A adesão é voluntária e diversificada. Quem pára no dia 11 fá-lo por sentir que as suas condições de vida e trabalho estão já más e com o pacote laboral vão piorar. É um termómetro do descontentamento real na sociedade.

Mito 5: «Esta greve é política e partidária»

A narrativa governamental frequentemente tenta deslegitimar a greve, insinuando que ela é um «jogo político» de partidos da oposição ou uma manobra sindical, distanciando-a assim das «verdadeiras preocupações dos trabalhadores». É um esforço para desmobilizar, sugerindo que quem adere está a ser instrumentalizado.

Quando os trabalhadores se defendem de uma mudança política como o pacote laboral, que ataca os seus direitos, a sua resposta é, por definição, política. Negar isto é fingir que as relações laborais existem num vácuo, fora da esfera das decisões governamentais.

A tentativa de rotular a greve como «política» (no sentido pejorativo) parte do pressuposto falso de que o governo e as suas leis são neutros, técnicos e apartidários. Isso é ilusório. O pacote laboral é, também, uma escolha política.

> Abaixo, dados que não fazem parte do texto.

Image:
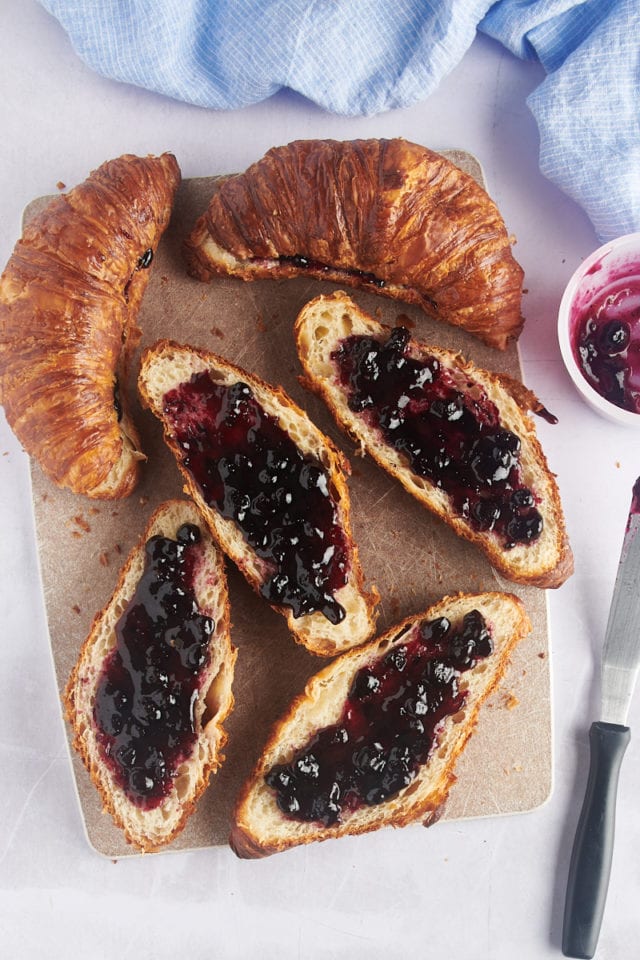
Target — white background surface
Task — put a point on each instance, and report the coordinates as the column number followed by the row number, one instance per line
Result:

Escolheu-se facilitar os despedimentos, escolheu-se alterar regras de compensação, escolheu-se um novo equilíbrio de poder nas empresas. Se é legítimo ao Governo fazer política a favor do patronato, é igualmente legítimo que os trabalhadores, através da greve, façam política a favor da sua visão.

O Governo tenta colar a etiqueta de «partidária» para dividir os trabalhadores. A verdade é que uma boa parte dos trabalhadores que farão greve também votaram na AD nas passadas eleições legislativas. Com isto, o Governo está a procurar deslegitimar as reivindicações de quem trabalha.